Helm deployment auth troubleshootings

Hello here,

I’m trying to deploy my first Helm charts directly on Qovery.

I have followed these 2 tutorials:

• How to deploy Helm charts
• Use AWS IAM roles with Qovery

But I have an Auth error when I run my lifecycle cron job (qoveryrd/create-sa:1.0) and I don’t know where I’m doing wrong:

-> Ensuring required environment variables are present
-> Downloading kubectl version 1.26.0
-> Generated service account:
apiVersion: v1
kind: ServiceAccount
metadata:
 name: Qovery-User-Role
 namespace: xxxxxxxxx-kubernetes-metrics
 annotations:
   eks.amazonaws.com/role-arn: arn:aws:iam::xxxxxxxxxxxx:role/Qovery-User-Role
-> Getting kubeconfig
Added new context arn:aws:eks:eu-west-1:xxxxxxxxxxxx:cluster/qovery-xxxxxxxxx to /root/.kube/config
-> Deploying service account
Error from server (Forbidden): error when retrieving current configuration of:
Resource: "/v1, Resource=serviceaccounts", GroupVersionKind: "/v1, Kind=ServiceAccount"
Name: "Qovery-User-Role", Namespace: "xxxxxxxxx-kubernetes-metrics"
from server for: "sa.yaml": serviceaccounts "Qovery-User-Role" is forbidden: User "system:node:ip-10-0-xx-xxx.eu-west-1.compute.internal" cannot get resource "serviceaccounts" in API group "" in the namespace "xxxxxxxxx-kubernetes-metrics": can only create tokens for individual service accounts

Thanks for your help

Hi @Mike , out of curiosity - did you use our new way of deploying Helm Charts?

Hello @rophilogene

With all your actualities I’ve missed this one

Way much better! Another awesome upgrade

Hello,

What I don’t understand yet is how to configure port forwarding in Qovery?

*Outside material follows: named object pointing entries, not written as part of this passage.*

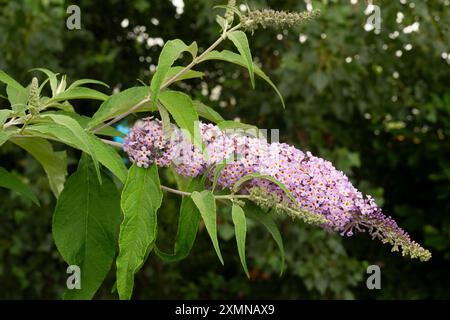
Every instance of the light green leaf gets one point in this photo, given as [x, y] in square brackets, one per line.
[119, 103]
[257, 214]
[141, 199]
[239, 126]
[54, 163]
[4, 136]
[182, 109]
[79, 93]
[10, 181]
[4, 115]
[104, 153]
[239, 38]
[84, 123]
[240, 230]
[79, 136]
[18, 97]
[81, 82]
[207, 112]
[235, 58]
[52, 78]
[252, 176]
[187, 226]
[191, 74]
[169, 54]
[206, 204]
[84, 227]
[5, 78]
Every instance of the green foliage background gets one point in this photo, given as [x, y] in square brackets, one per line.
[382, 119]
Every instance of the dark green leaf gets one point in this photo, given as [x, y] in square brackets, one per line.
[119, 103]
[182, 109]
[232, 57]
[79, 93]
[169, 54]
[187, 226]
[84, 227]
[257, 214]
[239, 38]
[10, 181]
[206, 204]
[54, 163]
[207, 112]
[9, 81]
[240, 230]
[141, 199]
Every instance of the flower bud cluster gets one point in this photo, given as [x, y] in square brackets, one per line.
[323, 195]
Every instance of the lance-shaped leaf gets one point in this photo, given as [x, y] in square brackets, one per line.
[256, 175]
[120, 103]
[81, 82]
[255, 213]
[141, 199]
[84, 227]
[235, 58]
[187, 226]
[54, 163]
[104, 153]
[10, 181]
[240, 230]
[169, 54]
[52, 77]
[79, 93]
[182, 109]
[190, 74]
[4, 115]
[206, 204]
[79, 136]
[207, 112]
[9, 81]
[4, 136]
[239, 38]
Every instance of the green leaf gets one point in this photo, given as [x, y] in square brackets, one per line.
[207, 112]
[187, 226]
[252, 176]
[54, 163]
[81, 82]
[232, 57]
[119, 103]
[169, 54]
[234, 125]
[84, 123]
[5, 78]
[4, 115]
[190, 74]
[4, 136]
[141, 199]
[84, 227]
[79, 136]
[240, 230]
[182, 109]
[257, 214]
[239, 38]
[206, 204]
[10, 181]
[52, 78]
[79, 93]
[218, 170]
[104, 153]
[18, 97]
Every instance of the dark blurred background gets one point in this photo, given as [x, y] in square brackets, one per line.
[376, 104]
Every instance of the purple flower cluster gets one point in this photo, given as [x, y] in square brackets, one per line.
[316, 185]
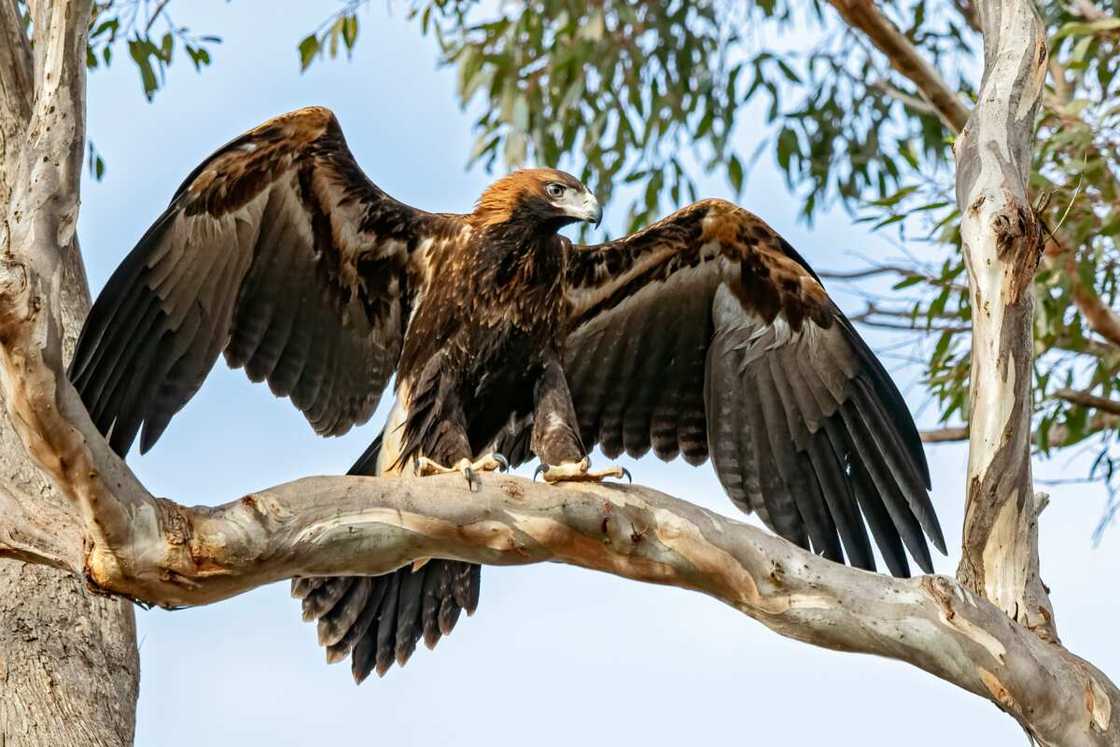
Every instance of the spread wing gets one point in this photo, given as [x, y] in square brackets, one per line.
[280, 252]
[707, 334]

I’m trying to manage Service Name, Port, … but nothing works I always have a 503 nginx error.

I’m trying on simple Helm like Kubecost with a service port 9090.

If someone could help me to understand where I’m go wrong

Hi @Mike ,

there’s a small error in your “Network” configuration:

image486×682 26 KB

the name of the service created by the official Kubecost helm chart is something like <Helm_release_name>-cost-analyzer and not just “cost-analyzer”. (tpl function here)

The Helm release name is managed by Qovery and it is usually built as “helm-z<short_service_id>-<service_name>” but you can find it back by:

• connecting with K9s on your cluster
• have a look at the deployment logs, you can find the rendered templates and thus the service name
  

So in your case, you should set the service name to be “helm-zb731baef-kubecost-cost-analyzer” and then redeploy it.

We have updated our official doc to deploy Kubecost right here: Monitor and reduce Kubernetes spend with Kubecost | Qovery

Note: in the future, we will try to improve this step and allows you to select the service from a list instead of having to add it manually

HI @a_carrano

Firstly, thank you, I understand a little bit more the way it’s working.

Disclaimer: I’m not a big fan of K8 (I’m more fan of Nomad way, but starting to like helm ^^). So I need to learn and dig more on it

Now I’m trying to install a more complex Helm chart (Airbyte). Wish me good luck ^^

Airbyte ran like a breeze

This topic was automatically closed 15 days after the last reply. New replies are no longer allowed.